Week 12 (November 10th - November 16th)
- Absolutely nothing, all of my classes are eating up my time. At this point, I do not anticipate any work to be done until winter break, but only time will tell.
Week 13 - 15 (November 17th - Dec 7th)
- This period of time consisted of Thanksgiving break, finishing the remaining homework for my classes, and working on the SQL Assistant model for CS689. No work was done towards my own independent research.
-
Taken from the abstract of my SQL Error Assistant paper:
SQL is the industry standard language for relational databases
management systems and is commonly introduced to novices
programmers through systems such as MySQL. Despite its
long history, SQL error messages are often perceived by
novices as unintuitive, confusing, vague, or unhelpful. Over
the past fifty years, relatively little effort has been made to im
prove these error messages to support novice programmers’
ability to understand and adopt the system. This paper pro
poses a modern solution by leveraging Salesforce’s CodeT5
model– a transformer model designed to understand and
interpret coding languages– and fine-tuning it to support
MySQL, enabling the generation of error messages that are
tailored to a programmer’s understanding of the language.
- The TLDR of the paper is that although I generated 100,000 unique samples, the model was overfitting and never learned the context of the queries.

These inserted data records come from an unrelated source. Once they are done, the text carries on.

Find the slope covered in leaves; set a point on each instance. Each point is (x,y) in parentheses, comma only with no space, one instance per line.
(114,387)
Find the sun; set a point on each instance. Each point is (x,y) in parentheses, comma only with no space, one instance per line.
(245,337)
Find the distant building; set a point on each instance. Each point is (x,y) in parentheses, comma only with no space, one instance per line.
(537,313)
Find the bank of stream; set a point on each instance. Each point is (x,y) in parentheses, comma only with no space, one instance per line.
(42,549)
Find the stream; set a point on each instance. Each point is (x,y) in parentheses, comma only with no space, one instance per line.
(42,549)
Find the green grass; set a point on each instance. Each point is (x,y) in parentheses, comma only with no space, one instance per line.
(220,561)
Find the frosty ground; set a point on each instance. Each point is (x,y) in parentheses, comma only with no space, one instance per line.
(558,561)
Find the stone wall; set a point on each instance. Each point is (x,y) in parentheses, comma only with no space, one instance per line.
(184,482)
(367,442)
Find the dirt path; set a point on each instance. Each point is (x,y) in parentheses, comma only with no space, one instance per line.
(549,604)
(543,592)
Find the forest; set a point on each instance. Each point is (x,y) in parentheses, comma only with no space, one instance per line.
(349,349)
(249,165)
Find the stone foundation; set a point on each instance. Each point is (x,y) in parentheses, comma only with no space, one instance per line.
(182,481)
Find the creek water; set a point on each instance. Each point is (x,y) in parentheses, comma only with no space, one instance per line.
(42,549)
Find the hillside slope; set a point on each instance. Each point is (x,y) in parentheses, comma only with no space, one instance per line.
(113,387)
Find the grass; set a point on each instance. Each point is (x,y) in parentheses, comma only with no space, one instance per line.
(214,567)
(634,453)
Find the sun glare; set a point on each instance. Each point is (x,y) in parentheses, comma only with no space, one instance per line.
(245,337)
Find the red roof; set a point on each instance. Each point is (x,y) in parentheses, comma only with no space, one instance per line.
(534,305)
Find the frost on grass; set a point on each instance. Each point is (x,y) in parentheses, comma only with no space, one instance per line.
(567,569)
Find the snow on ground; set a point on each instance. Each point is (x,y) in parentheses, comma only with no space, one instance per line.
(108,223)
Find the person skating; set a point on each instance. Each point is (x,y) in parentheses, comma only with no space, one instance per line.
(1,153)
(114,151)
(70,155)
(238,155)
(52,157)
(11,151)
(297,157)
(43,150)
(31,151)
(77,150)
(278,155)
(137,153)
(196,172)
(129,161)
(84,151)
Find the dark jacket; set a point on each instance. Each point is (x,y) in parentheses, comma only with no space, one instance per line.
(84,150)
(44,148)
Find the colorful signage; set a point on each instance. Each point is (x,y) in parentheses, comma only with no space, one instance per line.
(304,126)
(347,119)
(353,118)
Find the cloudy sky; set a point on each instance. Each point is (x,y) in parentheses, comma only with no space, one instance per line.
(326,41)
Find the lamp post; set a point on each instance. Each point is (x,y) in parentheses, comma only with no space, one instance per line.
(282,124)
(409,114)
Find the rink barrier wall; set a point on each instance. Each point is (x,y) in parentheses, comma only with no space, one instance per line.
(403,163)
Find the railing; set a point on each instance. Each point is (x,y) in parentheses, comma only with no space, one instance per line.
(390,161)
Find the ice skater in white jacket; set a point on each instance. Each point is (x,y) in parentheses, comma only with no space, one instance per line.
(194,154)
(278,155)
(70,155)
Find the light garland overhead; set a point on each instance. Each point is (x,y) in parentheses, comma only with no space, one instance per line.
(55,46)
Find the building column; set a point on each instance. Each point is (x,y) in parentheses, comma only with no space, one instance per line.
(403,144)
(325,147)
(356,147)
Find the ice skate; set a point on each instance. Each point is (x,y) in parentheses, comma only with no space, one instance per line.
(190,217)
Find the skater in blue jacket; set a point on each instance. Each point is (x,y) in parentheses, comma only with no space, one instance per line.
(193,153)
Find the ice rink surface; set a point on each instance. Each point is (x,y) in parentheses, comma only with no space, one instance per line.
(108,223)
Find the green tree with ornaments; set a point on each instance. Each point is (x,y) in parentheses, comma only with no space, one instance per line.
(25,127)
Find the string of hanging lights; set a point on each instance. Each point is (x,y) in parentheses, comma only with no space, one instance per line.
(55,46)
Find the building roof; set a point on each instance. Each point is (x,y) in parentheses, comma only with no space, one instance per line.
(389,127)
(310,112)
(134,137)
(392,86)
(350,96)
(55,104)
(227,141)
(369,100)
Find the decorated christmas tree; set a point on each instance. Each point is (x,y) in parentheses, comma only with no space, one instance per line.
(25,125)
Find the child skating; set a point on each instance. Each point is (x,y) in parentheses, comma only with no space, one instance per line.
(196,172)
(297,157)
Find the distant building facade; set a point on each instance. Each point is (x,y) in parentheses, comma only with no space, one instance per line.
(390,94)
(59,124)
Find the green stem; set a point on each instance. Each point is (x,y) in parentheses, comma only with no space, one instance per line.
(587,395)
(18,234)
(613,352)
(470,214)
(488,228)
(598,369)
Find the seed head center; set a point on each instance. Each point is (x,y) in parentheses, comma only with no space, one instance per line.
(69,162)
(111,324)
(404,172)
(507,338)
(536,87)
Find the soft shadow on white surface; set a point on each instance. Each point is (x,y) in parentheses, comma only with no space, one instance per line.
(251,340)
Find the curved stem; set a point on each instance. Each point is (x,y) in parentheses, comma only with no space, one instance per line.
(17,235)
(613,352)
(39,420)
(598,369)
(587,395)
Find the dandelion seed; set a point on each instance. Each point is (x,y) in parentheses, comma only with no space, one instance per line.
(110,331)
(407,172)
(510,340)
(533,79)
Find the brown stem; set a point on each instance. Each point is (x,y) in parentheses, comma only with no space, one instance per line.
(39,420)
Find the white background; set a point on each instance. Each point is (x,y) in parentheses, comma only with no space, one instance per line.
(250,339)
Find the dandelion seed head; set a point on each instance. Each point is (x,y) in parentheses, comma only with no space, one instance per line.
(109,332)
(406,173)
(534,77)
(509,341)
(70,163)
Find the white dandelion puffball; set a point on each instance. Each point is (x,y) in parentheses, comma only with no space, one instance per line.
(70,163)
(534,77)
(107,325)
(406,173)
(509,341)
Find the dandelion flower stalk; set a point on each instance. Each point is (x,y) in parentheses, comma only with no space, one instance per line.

Week 16 (December 8th - December 14th) - FINALS WEEK
- This week consisted of two finals (CS682, CS784) and the project presentation for the SQL error assistant I've been working on in CS689.
- With the first semester of grad school in the books, I look back on it as a rollercoaster of emotions. I would never take or recommend CS682 so long as the professor I took it under continues to teach it.
Not because of them as a person, but because of their inability to put in any effort into helping their students learn the material besides writing on the whiteboard.
CS689 had growing pains of being the first class of its kind ever taught. It has promising aspects, but it still needs serious revision.
CS784 gave me the experience I anticipated having in grad school. It was a healthy balance of not too much work, but still challenging and requiring you to be engaged with the material at all times.
I look forward to next semester, where I can hopefully begin to make progress on my research and live a much more balanced lifestyle with school.
Over this winter break, I look forward to designing and creating experiments that I may use for my experiment, as I have no desire to become a couch potato.